Condition: When children or adults fall, they generally do not sustain serious injuries. When the elderly fall, they are more likely to be injured and less likely to fully recover. The elderly also are more prone to falling. However, falls are not an inevitable part of aging and many of them can be prevented.
Background: Nearly 40% of adults over 65 who live in a community setting fall. In nursing homes, this percentage is three times higher. About 10-25% of these people need medical attention.
Risk Factors: Risks can be extrinsic or intrinsic. Examples of extrinsic risks include medications that cause dizziness, poor footwear and a slippery floor. Examples of intrinsic risks include being over 80, leg weakness, gait/balance issues and decreased vision. As risk factors increase, the likelihood of falls increase.

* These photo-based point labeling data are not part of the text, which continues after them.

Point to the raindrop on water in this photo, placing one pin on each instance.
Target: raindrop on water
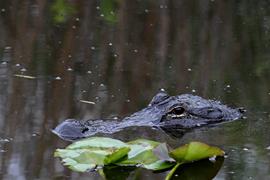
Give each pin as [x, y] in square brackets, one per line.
[23, 70]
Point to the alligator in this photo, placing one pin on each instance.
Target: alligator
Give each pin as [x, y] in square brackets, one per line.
[173, 114]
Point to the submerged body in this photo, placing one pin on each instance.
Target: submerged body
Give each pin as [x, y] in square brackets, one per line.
[174, 114]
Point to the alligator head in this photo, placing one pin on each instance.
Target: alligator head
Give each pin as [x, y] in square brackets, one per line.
[173, 114]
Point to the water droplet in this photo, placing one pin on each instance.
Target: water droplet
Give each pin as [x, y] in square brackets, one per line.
[4, 140]
[162, 89]
[23, 70]
[212, 159]
[35, 134]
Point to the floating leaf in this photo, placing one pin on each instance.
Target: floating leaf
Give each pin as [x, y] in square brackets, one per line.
[97, 152]
[93, 152]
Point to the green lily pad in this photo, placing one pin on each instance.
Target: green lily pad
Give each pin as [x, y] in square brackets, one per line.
[91, 153]
[195, 151]
[97, 152]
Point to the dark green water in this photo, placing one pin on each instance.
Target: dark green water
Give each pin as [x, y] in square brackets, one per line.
[118, 54]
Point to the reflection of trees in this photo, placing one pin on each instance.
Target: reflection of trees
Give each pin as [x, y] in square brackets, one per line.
[152, 46]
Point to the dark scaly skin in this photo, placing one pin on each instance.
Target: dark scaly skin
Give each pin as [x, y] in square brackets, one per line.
[173, 114]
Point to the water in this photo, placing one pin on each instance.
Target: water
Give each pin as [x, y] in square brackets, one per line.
[117, 55]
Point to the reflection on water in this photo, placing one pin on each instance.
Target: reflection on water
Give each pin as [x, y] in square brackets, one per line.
[117, 54]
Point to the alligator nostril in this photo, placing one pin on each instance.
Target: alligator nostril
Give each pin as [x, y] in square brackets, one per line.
[242, 110]
[84, 130]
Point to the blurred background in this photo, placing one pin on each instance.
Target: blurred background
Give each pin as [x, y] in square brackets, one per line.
[57, 56]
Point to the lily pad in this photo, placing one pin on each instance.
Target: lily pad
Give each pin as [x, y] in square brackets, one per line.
[97, 152]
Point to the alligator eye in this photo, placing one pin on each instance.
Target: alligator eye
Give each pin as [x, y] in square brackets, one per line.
[84, 130]
[178, 111]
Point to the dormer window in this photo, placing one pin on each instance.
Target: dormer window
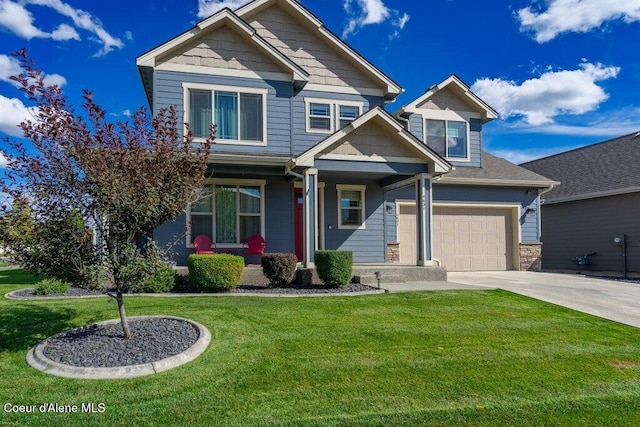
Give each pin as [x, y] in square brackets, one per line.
[238, 113]
[449, 136]
[328, 116]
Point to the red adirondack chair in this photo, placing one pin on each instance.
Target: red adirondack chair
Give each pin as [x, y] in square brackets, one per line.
[203, 245]
[254, 245]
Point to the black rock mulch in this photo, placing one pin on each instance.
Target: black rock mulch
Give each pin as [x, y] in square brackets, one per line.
[103, 346]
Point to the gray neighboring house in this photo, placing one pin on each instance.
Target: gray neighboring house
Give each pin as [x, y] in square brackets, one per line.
[598, 200]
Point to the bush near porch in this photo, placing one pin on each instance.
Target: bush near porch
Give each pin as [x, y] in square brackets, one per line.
[219, 272]
[335, 268]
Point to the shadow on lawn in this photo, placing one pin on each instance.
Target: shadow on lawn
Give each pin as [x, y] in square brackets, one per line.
[17, 277]
[23, 326]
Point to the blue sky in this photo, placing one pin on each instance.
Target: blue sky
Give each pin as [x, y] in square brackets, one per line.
[561, 73]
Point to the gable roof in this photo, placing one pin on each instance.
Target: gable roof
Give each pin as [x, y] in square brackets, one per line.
[497, 171]
[225, 17]
[393, 89]
[440, 165]
[460, 88]
[605, 168]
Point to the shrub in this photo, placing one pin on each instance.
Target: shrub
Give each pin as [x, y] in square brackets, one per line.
[51, 286]
[334, 267]
[218, 272]
[279, 268]
[162, 281]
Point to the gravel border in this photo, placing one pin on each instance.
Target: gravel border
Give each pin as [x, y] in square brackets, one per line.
[74, 342]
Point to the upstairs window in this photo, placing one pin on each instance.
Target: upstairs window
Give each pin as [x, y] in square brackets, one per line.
[449, 135]
[238, 113]
[325, 116]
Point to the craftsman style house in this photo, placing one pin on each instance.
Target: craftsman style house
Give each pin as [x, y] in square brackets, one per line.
[307, 156]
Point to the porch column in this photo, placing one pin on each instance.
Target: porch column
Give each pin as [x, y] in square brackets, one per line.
[309, 220]
[423, 218]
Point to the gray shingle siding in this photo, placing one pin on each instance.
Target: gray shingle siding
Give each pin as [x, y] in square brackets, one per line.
[302, 140]
[585, 226]
[168, 91]
[416, 126]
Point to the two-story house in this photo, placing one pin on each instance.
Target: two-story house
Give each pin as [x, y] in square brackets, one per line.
[307, 156]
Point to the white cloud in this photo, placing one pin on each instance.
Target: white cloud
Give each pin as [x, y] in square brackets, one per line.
[367, 12]
[15, 17]
[19, 20]
[10, 66]
[578, 16]
[12, 113]
[552, 94]
[207, 8]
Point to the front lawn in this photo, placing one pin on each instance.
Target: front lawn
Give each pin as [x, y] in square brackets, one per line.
[429, 358]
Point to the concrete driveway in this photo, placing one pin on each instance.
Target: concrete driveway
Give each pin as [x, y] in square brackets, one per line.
[617, 301]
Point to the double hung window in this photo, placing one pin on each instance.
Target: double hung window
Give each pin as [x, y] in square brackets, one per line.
[228, 212]
[451, 135]
[325, 116]
[238, 113]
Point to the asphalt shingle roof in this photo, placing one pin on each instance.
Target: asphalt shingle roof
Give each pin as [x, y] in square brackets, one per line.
[611, 165]
[498, 170]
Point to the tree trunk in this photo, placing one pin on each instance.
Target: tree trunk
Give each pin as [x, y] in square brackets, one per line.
[123, 316]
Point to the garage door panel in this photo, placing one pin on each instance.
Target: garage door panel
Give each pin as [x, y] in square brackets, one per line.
[483, 238]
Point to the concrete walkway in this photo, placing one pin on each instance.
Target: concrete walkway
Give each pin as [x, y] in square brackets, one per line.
[609, 299]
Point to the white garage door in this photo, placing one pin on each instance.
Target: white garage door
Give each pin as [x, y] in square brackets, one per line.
[472, 239]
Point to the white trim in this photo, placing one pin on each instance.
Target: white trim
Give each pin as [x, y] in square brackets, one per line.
[515, 221]
[373, 158]
[334, 114]
[346, 90]
[350, 187]
[458, 119]
[494, 182]
[227, 72]
[212, 183]
[486, 112]
[187, 86]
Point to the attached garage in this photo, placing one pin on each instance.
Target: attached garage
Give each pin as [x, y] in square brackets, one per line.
[465, 238]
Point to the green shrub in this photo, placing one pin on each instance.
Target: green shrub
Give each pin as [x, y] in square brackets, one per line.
[218, 272]
[51, 286]
[279, 268]
[162, 281]
[334, 267]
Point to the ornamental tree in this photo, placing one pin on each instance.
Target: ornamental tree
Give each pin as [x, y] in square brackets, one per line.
[93, 189]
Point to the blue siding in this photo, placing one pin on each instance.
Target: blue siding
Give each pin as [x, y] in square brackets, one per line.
[302, 140]
[279, 221]
[168, 91]
[368, 245]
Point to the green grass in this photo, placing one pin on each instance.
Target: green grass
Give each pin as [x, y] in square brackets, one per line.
[431, 358]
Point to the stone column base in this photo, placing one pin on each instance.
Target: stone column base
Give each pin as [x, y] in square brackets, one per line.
[530, 256]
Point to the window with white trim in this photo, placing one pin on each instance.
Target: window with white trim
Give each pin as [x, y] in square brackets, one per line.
[238, 113]
[351, 207]
[449, 134]
[228, 212]
[327, 116]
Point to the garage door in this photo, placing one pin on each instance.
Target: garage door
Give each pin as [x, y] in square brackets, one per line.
[472, 239]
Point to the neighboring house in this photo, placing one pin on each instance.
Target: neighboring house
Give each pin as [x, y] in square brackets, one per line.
[598, 200]
[307, 156]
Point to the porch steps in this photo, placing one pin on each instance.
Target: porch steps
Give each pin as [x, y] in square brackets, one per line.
[398, 274]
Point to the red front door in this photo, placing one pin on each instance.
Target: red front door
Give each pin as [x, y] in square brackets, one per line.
[298, 212]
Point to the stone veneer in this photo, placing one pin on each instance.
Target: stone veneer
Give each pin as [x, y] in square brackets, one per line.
[530, 256]
[393, 252]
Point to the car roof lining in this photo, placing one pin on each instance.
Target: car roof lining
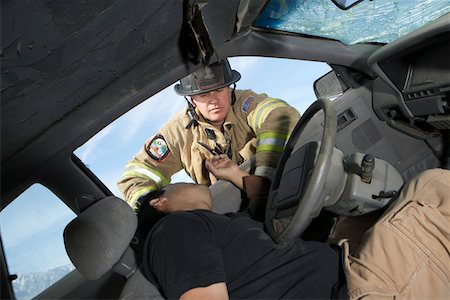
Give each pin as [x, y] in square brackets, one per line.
[61, 79]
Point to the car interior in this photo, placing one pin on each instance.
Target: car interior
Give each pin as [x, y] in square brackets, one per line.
[68, 69]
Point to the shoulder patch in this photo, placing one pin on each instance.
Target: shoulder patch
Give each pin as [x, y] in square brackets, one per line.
[247, 103]
[157, 148]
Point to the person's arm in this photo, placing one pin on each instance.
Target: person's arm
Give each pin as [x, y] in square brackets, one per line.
[272, 120]
[149, 170]
[216, 291]
[255, 188]
[224, 168]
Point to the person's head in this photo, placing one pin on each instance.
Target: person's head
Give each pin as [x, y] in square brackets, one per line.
[209, 90]
[183, 197]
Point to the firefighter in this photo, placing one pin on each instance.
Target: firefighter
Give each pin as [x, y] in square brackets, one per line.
[218, 120]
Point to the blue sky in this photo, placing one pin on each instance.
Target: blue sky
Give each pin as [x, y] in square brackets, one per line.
[43, 219]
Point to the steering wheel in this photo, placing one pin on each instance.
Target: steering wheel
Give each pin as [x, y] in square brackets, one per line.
[298, 193]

History and Symptoms: All older persons should be asked yearly if they have fallen. Health providers will look for the presence of risk factors and assess if there are signs of medication side effects.
Physical Exam: Since falls can be caused by multiple factors, health care providers will conduct a variety of examinations, such as checking a patient’s vital signs, vision, thinking, strength, balance and movement in the joints.
Diagnostic Process: Since falls can be caused by a wide variety of factors, there is no single test that can assess fall risk. However, blood tests to screen for common health issues that might increase fall risk may be performed.
Rehab Management: Every person faces unique risks. Therefore, assessing and removing or reducing risks are important. Risk prevention may include exercising for strength and balance; eliminating certain medications; and correcting vision impairments.
Other Resources for Patients and Families: The National Council on Aging offers a number of resources such as the Falls Free® National Action Plan. The Centers for Disease Control and Prevention (CDC) also offers tips on how to prevent falls in the elderly.